Musica 2016 - Jeunes Talents - Quatuor Adasta - Photo: lfdd |
Au coeur du concert, justement, se fondant sur ces Six bagatelles (1911-1913) comme référence, des rebonds vers deux pièces de Kurtag en lecture antichronologique.
D'abord donc la pièce de Webern, ces six mouvements de moins d'une minute chacun, mais quelle qualité, quelle force ! Webern le disait aussi: "Imaginez quelle sobriété il faut pour être bref." et il constate: "Et j'ai eu le sentiment qu'une fois les douze sons étaient apparus, , le morceau était fini. C'est beaucoup plus tard que j'ai compris que c'était un moment d'une évolution nécessaire." N'en disons pas plus!
Cette brièveté - et densité - Györky Kurtag l'a fait sienne ne rendant hommage à Webern dans son Quatuor à cordes opus 1 de 1959 en six mouvements puissants et expressifs et plus encore dans son Hommage à Andràs Mihàly opus 13 de 1977: douze microludes pleines de douceur, de finesse, de délicatesse de moins d'une minute.
Encadrant ces trois pièces, en ouverture d'une part, la pièce [Ro]ob[ta]ject[tion] de la singapourienne (passée par Bufffalo, Paris et Ivry) Diana Soh qui nous propose une musique intrigante, composée de micro-sons, envolées, frappées en forme de collage dada sur la "musique au sujet de la musique, au sujet de la musique".
Et pour clore, Pascal Dusapin avec son Quatuor à cordes N° 3 (1993) qui nous montre tut son talent de compositeur qui va aussi à l'essentiel tout en variations et en envolées et en déséquilibre.
Groupe de Recherches Musicales - GRM - Oeuvres historiques
Musica - Salle de la Bourse - GRM - Acousmonium - Daniel Terrugi - Photo: lfdd |
Il faut noter que le mixage en direct est en quelque sorte comme une direction d'orchestre, les instruments étant ici des hauts-parleurs.
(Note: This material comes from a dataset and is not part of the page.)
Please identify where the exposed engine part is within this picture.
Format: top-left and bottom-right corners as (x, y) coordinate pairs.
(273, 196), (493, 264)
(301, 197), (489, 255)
Nous pouvons donc citer les quatre "mixeurs" qui jouaient en direct la partition sur la table de mixage: François Bonnet, Philippe Dao, Daniel Terrugi - qui "joue" aussi son oeuvre dans la seconde partie du programme, ainsi qu eRikm qui mixe la sienne.
La première partie de l'après-midi, après un film sur les 50 ans du CRMM (que je vous présente ci-dessous) est consacrée aux oeuvres historiques.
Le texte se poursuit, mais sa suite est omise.